"A rich examination of the intriguing crossings between Brazilian and French social sciences from the 1930s to the 1950s, Terms of Exchange offers the first history of the interactions among such characters as Roger Bastide, Claude Lévi-Strauss, Arthur Ramos, Caio Prado Jr., Florestan Fernandes, Paul Rivet, Gilberto Freyre, and Fernand Braudel."-- "Mauricio Tenorio-Trillo, University of Chicago"
"This book reconsiders the intellectual itineraries of the French professors who came to São Paulo to found USP. Challenging traditional geographies of knowledge, Merkel situates the Brazilian experience of social scientists such as Braudel and Lévi-Strauss at the center of important epistemological inflections of the mid-twentieth century."-- "Gabriela Pellegrino Soares, University of São Paulo"

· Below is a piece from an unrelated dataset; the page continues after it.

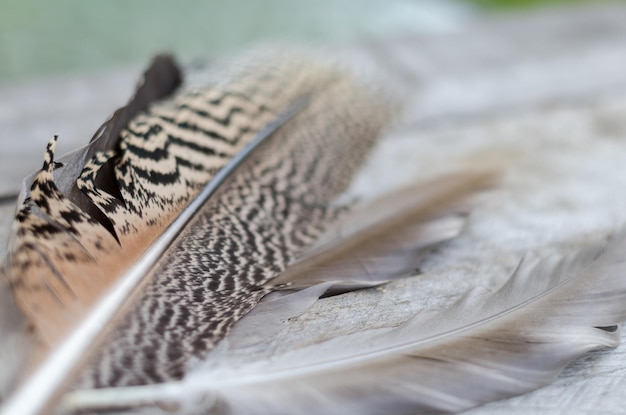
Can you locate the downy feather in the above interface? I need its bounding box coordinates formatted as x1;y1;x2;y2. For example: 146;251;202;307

"Merkel explores with brio a little-known episode of transatlantic intellectual history: the prewar dialectics of exchange between a small group of not-yet-famous French visiting professors at the University of São Paulo and their Brazilian hosts. The great merit of the book is to highlight the weight of their Brazilian experience on those who later deeply transformed the French social sciences."-- "Philippe Descola, author of Beyond Nature and Culture"
"Merkel's work is a welcome addition to both Brazilian history and to the charting of the twentieth-century social sciences."-- "The Latin Americanist"
"An essential contribution for reflecting on what is at stake in academic exchange based on empirical research."-- "Brésil(s)"
"What Merkel proposes is a subversion of what are seen as the traditional logics of intellectual history, an approach whose importance derives from the names involved. Even the most firmly established figures in Brazilian intellectual history, unanimously recognized in their country of origin as seminal in their respective areas of specialization, ultimately could not manage to escape erasure. That is the state of things that Terms of Exchange proposes to reverse."-- "Revista de História (São Paulo)"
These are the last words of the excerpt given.